Presenting and *Corresponding author: 


Abiotic stresses affect crop productivity worldwide. Understanding molecular mechanisms of plant abiotic stress tolerance is important for developing stress tolerant crop plants for sustaining crop productivity in future. Prosopis juliflora (Sw) DC (mesquite)is a leguminous tree species tolerant to drought and heavy metal stress. Studies at the whole transcriptome level to understand molecular mechanisms of drought and salinity stress tolerance in P. juliflora are not reported yet. Here, we subjected P. juliflora seedlings to salt and drought stress and carried out whole transcriptome profiling to identify stress responsive genes and pathways. A total of 0.20 billion clean paired end reads were generated from sequencing of 6 RNAseq libraries. De novo assembly of the clean reads resulted in 234486 unigenes. Four Differentially Expressing Genes (DEG) profiles were generated; 1) Drought responsive DEGs in leaf, 2) Salt responsive DEGs in leaf, 3) Drought responsive DEGs in root and 4) Salt responsive DEGs in root. 6874 genes were found to be differentially expressing at least in one tissue/stress and unique genes with a Gene Ontology (GO) annotation (2932) were further analyzed. Among these, 1339 were found to be upregulated under either salt or drought stress in leaf or root tissue and 1596 were found to be downregulated. Overall, the number of DEGs was greater in the roots than those in the leaves. Drought stress caused more differential gene expression in leaf and root combined than salt stress.

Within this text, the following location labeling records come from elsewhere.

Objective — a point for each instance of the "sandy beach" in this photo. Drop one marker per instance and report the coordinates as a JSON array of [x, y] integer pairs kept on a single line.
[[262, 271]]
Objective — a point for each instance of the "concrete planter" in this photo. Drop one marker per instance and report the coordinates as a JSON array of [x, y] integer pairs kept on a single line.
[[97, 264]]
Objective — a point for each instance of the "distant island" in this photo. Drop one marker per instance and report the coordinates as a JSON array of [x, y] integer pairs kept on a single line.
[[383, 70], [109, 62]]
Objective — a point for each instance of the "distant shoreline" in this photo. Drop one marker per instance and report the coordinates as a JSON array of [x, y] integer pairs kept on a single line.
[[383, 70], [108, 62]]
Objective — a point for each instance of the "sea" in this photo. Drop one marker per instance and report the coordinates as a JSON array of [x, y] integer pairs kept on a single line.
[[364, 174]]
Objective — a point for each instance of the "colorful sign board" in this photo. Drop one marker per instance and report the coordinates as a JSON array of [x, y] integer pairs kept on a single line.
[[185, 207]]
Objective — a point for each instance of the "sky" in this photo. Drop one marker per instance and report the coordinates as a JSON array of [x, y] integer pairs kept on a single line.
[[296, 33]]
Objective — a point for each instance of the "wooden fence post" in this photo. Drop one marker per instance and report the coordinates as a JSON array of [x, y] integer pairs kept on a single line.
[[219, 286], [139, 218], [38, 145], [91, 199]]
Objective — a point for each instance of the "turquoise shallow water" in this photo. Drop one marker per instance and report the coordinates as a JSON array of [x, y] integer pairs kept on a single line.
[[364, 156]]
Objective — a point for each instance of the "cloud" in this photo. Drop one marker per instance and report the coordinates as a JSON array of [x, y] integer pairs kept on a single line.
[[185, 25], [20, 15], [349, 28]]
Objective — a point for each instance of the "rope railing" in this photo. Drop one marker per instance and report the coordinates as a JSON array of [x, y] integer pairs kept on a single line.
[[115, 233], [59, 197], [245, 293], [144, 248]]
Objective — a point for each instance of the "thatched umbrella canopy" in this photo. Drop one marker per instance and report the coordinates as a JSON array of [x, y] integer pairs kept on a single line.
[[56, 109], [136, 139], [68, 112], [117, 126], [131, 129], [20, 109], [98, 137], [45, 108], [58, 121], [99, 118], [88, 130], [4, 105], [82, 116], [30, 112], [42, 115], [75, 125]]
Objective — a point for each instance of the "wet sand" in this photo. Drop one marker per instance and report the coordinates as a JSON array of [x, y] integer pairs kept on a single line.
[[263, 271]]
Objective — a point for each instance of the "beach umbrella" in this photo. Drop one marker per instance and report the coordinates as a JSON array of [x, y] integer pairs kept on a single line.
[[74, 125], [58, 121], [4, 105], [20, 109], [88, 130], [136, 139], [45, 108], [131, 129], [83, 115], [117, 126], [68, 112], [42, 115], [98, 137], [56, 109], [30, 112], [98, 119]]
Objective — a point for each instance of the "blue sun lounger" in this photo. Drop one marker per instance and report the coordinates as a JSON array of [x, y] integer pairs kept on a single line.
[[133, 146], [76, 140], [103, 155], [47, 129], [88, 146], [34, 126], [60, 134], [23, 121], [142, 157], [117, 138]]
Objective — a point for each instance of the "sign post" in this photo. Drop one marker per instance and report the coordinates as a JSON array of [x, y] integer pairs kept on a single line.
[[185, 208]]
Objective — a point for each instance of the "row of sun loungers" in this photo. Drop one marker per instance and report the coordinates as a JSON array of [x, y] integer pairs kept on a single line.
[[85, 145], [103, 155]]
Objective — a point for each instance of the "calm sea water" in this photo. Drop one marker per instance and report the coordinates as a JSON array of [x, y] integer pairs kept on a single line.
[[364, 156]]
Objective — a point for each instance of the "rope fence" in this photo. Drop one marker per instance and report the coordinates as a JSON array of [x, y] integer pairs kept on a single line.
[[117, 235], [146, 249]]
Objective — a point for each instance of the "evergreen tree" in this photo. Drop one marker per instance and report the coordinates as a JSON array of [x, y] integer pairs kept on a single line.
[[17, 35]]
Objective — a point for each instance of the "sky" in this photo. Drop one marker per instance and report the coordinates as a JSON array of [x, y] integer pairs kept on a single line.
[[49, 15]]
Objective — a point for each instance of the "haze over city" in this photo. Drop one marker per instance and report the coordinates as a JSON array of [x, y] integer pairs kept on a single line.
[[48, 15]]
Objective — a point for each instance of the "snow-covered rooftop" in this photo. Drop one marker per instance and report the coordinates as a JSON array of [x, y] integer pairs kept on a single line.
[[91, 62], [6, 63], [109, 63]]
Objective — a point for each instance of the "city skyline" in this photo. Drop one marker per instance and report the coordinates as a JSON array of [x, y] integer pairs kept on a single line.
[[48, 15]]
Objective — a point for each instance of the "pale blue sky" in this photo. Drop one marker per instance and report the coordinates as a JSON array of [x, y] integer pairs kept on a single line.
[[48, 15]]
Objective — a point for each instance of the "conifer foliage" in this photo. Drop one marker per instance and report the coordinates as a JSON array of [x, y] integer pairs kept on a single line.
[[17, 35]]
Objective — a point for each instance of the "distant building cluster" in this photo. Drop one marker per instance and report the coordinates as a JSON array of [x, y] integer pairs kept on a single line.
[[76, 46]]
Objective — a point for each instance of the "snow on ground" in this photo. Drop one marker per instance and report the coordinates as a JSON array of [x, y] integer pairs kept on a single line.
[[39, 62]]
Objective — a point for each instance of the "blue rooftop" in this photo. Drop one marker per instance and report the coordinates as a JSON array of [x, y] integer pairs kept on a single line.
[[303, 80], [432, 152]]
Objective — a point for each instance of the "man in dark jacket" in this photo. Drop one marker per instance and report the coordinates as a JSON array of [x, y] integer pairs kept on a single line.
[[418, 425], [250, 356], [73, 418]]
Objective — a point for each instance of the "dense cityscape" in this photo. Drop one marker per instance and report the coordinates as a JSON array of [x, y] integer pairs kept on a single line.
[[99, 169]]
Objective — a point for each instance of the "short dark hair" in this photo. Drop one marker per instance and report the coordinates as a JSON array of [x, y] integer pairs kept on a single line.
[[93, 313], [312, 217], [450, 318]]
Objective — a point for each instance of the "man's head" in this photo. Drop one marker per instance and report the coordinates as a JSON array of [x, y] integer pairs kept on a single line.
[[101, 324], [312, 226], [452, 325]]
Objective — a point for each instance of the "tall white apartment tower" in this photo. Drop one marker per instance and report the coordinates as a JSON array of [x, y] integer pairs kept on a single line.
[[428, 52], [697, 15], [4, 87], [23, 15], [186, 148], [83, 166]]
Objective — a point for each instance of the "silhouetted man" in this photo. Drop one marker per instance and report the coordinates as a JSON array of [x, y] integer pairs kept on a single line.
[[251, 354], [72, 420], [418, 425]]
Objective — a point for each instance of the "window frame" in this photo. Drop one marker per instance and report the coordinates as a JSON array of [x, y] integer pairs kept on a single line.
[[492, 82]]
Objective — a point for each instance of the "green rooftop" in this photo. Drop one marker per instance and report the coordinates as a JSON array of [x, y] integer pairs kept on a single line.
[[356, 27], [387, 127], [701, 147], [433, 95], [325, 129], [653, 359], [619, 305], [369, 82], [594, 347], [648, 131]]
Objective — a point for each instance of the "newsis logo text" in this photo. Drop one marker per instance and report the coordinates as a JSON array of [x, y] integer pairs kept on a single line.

In both leaf and root tissues, more genes were downregulated than upregulated under salt stress.   However, under drought stress, leaf tissue showed more upregulation than downregulation while in root tissue; more genes were downregulated than upregulated. Our studies identified stress responsive genes commonly and differently regulated under stress/tissue conditions. A high percentage of genes commonly downregulated by drought and salt stress specifically in root tissue were coding for various ribosomal proteins. The study also indicated a possible role for ‘centrins’ in stress response. Our data will facilitate further molecular studies on stress tolerance of P. juliflora. The DEGs from our results are potential candidates for understanding and engineering abiotic stress tolerance in plants.